ABSTRACT

This chapter examines the usual criteria intervening in good corpus building – i.e., size, representativeness, authenticity and balance – in order to show that the MetCLIL corpus is based on sound and solid CL principles. Next, I describe the key variables defining how the events to be added to MetCLIL were selected with particular attention to the definition of the academic seminar as a genre as well as a description of the institutions, countries and participants included in the corpus. Next, the details of the data collection process are explained in order to illustrate some of the decisions researchers have to make regarding the recruitment of participants and the recording of speech events.
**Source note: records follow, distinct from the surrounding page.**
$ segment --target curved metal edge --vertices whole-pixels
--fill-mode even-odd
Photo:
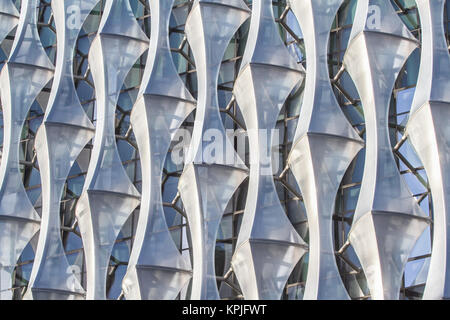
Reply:
[[[185,167],[178,190],[186,209],[192,239],[191,299],[219,299],[215,279],[215,243],[223,213],[247,172],[229,166]]]
[[[273,130],[288,95],[303,81],[304,70],[281,42],[271,1],[253,2],[249,39],[233,89],[247,125],[250,176],[231,264],[246,299],[279,299],[305,250],[273,182]],[[273,250],[274,243],[284,250]]]
[[[51,297],[74,299],[84,295],[79,280],[71,272],[60,232],[60,199],[70,168],[84,146],[94,136],[93,125],[84,113],[73,82],[73,51],[77,36],[98,0],[52,2],[55,17],[57,58],[55,77],[45,110],[44,123],[36,135],[42,181],[42,222],[35,261],[25,296],[28,299]],[[68,28],[76,6],[79,23]],[[66,124],[67,122],[67,124]]]
[[[444,34],[445,1],[416,2],[422,52],[406,135],[424,164],[433,198],[433,246],[423,299],[449,299],[450,56]]]
[[[115,239],[139,205],[139,193],[118,155],[114,119],[123,81],[147,45],[128,0],[107,0],[89,52],[97,92],[97,124],[92,159],[76,208],[86,257],[88,300],[106,299],[106,275]]]
[[[11,0],[0,3],[0,43],[19,23],[19,12]]]
[[[378,30],[369,27],[368,5],[380,10]],[[389,2],[358,2],[344,65],[362,100],[367,144],[361,191],[348,237],[364,269],[372,299],[399,298],[409,253],[428,225],[424,219],[415,219],[425,214],[398,171],[388,134],[391,92],[416,47],[417,41],[411,39]],[[377,212],[388,214],[380,216]]]
[[[196,61],[199,88],[194,131],[185,159],[187,165],[178,185],[193,239],[192,299],[219,298],[214,271],[216,239],[212,236],[217,234],[223,211],[234,191],[247,176],[244,162],[225,134],[217,82],[226,47],[248,17],[249,11],[241,0],[196,1],[185,25]],[[232,163],[225,157],[204,159],[208,145],[203,143],[203,138],[207,130],[222,135],[222,151],[232,153]]]
[[[168,32],[173,2],[150,1],[153,33],[140,97],[131,112],[141,159],[142,200],[122,282],[128,300],[175,299],[191,278],[189,262],[178,251],[167,227],[161,190],[172,137],[195,107],[171,57]]]
[[[39,215],[23,187],[19,172],[20,136],[25,117],[38,94],[53,76],[37,32],[37,0],[24,0],[8,61],[0,73],[4,145],[0,166],[0,255],[2,299],[11,299],[11,273],[23,249],[39,230]],[[24,51],[26,50],[26,53]],[[9,245],[5,245],[8,244]],[[7,249],[9,248],[9,249]]]

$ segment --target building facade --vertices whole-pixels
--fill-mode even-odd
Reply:
[[[450,298],[449,20],[0,0],[0,298]]]

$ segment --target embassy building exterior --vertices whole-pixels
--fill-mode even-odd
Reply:
[[[0,0],[0,299],[449,299],[449,31],[446,0]]]

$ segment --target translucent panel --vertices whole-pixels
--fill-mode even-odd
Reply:
[[[39,228],[39,216],[23,187],[19,165],[22,127],[39,92],[53,76],[37,30],[38,0],[22,1],[17,36],[0,73],[4,142],[0,167],[0,294],[11,299],[11,273],[22,250]],[[3,19],[3,17],[2,17]]]
[[[150,1],[149,54],[139,98],[131,113],[143,188],[136,237],[123,281],[127,300],[175,299],[191,277],[189,263],[181,256],[167,227],[161,194],[172,138],[195,106],[170,53],[172,5],[173,0]]]
[[[364,19],[361,19],[362,16],[364,16]],[[363,31],[374,31],[412,38],[408,28],[397,16],[391,1],[386,0],[357,1],[350,41]],[[349,47],[350,45],[349,43]]]
[[[306,247],[292,242],[250,239],[240,245],[232,265],[248,300],[279,300],[287,278]],[[245,288],[245,289],[244,289]]]
[[[309,265],[304,299],[348,299],[334,256],[333,215],[342,177],[362,144],[308,134],[291,151],[290,166],[306,205]]]
[[[307,74],[289,166],[308,215],[309,265],[303,299],[348,299],[336,265],[333,214],[336,193],[363,146],[336,101],[328,74],[331,25],[342,0],[292,1],[304,34]],[[328,10],[327,10],[328,9]]]
[[[411,219],[408,214],[372,212],[352,226],[349,240],[361,261],[372,299],[399,298],[407,259],[424,225],[425,220]]]
[[[383,43],[383,46],[380,46]],[[429,220],[400,176],[388,113],[395,80],[417,41],[387,1],[359,1],[344,66],[366,120],[366,161],[349,232],[372,299],[398,299],[410,250]]]
[[[433,199],[433,248],[424,299],[450,298],[450,56],[444,0],[417,0],[422,25],[419,79],[406,134],[424,164]]]
[[[273,135],[278,114],[303,81],[304,70],[279,37],[272,1],[253,1],[252,9],[249,40],[233,91],[247,126],[250,179],[232,266],[246,299],[280,299],[306,244],[275,189],[272,175],[280,168],[273,165]]]
[[[42,222],[27,298],[79,299],[84,293],[65,256],[60,199],[70,168],[94,135],[94,127],[76,94],[73,54],[82,22],[97,2],[52,2],[58,55],[44,123],[35,142],[42,177]],[[74,6],[79,9],[80,20],[76,24],[72,20]]]
[[[192,239],[191,299],[219,299],[215,255],[217,231],[225,208],[247,172],[230,166],[190,164],[180,178]]]
[[[222,123],[218,77],[228,44],[249,17],[242,0],[196,0],[185,32],[197,66],[198,101],[178,189],[192,239],[191,299],[219,299],[214,250],[224,210],[247,176]]]
[[[186,163],[230,164],[245,169],[225,137],[217,94],[218,74],[225,50],[234,33],[249,16],[248,9],[244,8],[241,0],[197,0],[186,21],[185,32],[194,53],[199,87],[194,131]],[[205,134],[206,131],[208,133]],[[213,140],[213,135],[219,139]]]
[[[11,0],[0,2],[0,43],[19,22],[19,12]]]
[[[128,0],[106,1],[89,52],[97,123],[86,182],[76,208],[86,254],[86,299],[106,299],[111,250],[123,224],[139,204],[139,193],[118,154],[115,110],[125,77],[147,44]]]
The next two sections are devoted to the processes immediately following the recording phase of any spoken corpus, i.e., transcription and tokenisation. Thus, the decision to adopt the guidelines issued by VOICE, regarding the way recordings should be rendered, is explained, followed by a full account of how these guidelines were adapted to MetCLIL, taking into account that the two corpora have completely different sizes and objectives. The VOICE transcription criteria adopted are classified according to the type of data that the research team incorporated into the transcription: non-verbal and verbal data together with contextual and structural mark-up. Next, the important process of removing any identifying details of the participants is addressed. Finally, the often-forgotten issue of what the corpus identifies as a token unit is addressed given its implication in important metaphor analyses such as those measuring metaphor density (cf. e.g., Nacey, 2013).